The Magic of Structured Procrastination
Mark Twain famously said, "Never put off till tomorrow what you can do the day after tomorrow just as well."
But often there's a price to pay for procrastinating. Suddenly, there's too much work to get done in too little time. Or the people you're depending on are unavailable. Or the internet connection you're taking for granted goes on the fritz.
Yet there's a way procrastination can work in your favor. John Perry, an emeritus professor of philosophy at Stanford University, calls it "structured procrastination." Here, in Perry's words, is how it works:
"Procrastinators seldom do absolutely nothing; they do marginally useful things, like gardening or sharpening pencils or making a diagram of how they will reorganize their files when they get around to it. Why does the procrastinator do these things? Because they are a way of not doing something more important. If all the procrastinator had left to do was to sharpen some pencils, no force on earth could get him do it. However, the procrastinator can be motivated to do difficult, timely and important tasks, as long as these tasks are a way of not doing something more important."

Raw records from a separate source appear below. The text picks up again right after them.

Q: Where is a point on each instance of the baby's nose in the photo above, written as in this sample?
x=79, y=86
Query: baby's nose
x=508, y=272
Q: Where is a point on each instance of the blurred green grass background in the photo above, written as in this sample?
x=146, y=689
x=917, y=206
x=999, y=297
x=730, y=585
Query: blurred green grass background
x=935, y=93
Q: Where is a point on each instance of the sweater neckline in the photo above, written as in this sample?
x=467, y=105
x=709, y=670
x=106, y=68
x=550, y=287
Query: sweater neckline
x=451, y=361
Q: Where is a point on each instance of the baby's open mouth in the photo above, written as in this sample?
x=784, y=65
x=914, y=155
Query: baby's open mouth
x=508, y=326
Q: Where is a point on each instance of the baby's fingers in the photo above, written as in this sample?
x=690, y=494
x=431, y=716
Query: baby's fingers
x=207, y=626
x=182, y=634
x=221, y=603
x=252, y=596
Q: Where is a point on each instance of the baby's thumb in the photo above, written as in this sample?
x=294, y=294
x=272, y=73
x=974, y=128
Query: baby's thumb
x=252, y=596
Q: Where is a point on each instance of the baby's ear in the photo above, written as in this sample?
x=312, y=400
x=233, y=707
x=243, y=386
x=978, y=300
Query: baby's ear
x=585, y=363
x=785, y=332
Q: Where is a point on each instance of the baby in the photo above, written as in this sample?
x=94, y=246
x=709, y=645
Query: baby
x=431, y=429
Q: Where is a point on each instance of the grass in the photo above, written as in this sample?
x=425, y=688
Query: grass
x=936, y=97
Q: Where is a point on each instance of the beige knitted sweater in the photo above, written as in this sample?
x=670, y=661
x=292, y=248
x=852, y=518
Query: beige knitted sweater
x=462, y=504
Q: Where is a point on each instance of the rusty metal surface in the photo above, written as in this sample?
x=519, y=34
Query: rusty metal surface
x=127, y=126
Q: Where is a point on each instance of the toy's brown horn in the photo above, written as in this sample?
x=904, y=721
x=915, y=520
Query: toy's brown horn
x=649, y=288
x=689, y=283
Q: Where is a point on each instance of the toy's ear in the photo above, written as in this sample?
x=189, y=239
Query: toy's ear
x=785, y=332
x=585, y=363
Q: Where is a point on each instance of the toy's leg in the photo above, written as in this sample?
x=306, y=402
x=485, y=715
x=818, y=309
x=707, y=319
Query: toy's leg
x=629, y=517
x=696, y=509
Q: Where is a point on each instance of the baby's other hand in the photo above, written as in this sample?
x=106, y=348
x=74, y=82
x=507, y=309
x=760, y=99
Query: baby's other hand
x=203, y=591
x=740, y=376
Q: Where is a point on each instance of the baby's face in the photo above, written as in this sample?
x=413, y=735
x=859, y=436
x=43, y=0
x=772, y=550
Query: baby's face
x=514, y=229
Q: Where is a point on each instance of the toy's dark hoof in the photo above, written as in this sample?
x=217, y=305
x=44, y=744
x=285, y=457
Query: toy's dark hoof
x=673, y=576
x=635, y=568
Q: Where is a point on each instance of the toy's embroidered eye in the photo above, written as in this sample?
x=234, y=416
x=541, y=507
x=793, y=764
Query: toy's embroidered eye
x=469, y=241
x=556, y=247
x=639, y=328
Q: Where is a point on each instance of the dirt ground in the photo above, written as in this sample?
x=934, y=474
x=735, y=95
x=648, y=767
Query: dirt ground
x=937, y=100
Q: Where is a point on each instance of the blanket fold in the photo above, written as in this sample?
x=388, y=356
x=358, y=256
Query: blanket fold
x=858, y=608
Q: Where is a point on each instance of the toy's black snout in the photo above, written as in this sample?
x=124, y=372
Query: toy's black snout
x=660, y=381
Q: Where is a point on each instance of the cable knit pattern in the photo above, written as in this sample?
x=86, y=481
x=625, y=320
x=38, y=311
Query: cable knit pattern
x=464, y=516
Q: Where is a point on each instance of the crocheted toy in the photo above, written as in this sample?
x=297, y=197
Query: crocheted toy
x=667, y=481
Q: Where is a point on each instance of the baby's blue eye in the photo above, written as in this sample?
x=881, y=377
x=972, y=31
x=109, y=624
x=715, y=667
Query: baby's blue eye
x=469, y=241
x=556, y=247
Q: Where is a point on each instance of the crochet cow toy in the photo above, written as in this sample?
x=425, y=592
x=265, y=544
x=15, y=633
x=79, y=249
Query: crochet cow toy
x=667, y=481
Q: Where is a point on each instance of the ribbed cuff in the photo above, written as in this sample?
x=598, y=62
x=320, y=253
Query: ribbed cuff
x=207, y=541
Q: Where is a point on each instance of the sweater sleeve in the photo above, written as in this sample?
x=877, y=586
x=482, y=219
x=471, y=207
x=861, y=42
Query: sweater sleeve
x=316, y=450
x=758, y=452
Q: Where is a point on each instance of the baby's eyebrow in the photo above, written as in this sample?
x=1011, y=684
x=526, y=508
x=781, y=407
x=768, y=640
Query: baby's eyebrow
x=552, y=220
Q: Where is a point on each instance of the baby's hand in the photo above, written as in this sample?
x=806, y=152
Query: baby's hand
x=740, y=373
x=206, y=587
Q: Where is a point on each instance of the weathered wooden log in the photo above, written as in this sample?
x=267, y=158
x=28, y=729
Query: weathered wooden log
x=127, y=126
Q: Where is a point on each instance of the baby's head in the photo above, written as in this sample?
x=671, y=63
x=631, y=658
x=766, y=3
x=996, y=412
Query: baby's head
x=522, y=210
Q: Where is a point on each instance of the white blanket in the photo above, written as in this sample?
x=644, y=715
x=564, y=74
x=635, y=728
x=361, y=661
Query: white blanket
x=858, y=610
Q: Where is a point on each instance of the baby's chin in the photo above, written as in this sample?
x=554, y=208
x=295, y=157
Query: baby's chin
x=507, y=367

In other words, gentle procrastinator, you do not need to stop procrastinating. You just have to change what you are doing while you procrastinate. "Start a different task from your list that needs attention," suggests Walter Chen (@smalter), co-founder of iDoneThis, in a post on 99U.com. "You can take that feeling of 'I'd rather do anything than this particular thing'--which normally sends you to sort the sock drawer or go on a Netflix spree--and use it as a force for productivity."
You might think, "OK, but how does that solve the larger problem of delaying the important task?" This is where Perry's methodology takes hold. Chen explains: "Remember, you are still playing the procrastinator's game, in which the act of prioritizing something at the top saps the impetus to start working on it. So, the mental trick is to regard other tasks as more important in order to make the Very Important Task an easier choice.
"You're essentially tricking yourself into working while exercising doublethink regarding the priority level of any number of undertakings. That's not a problem, though, because it turns out that procrastinators are usually great self-deceivers. Our naturally skillful mind-bending is what gets us into trouble in the first place as we convince ourselves to mix up our short-term and long-term goals."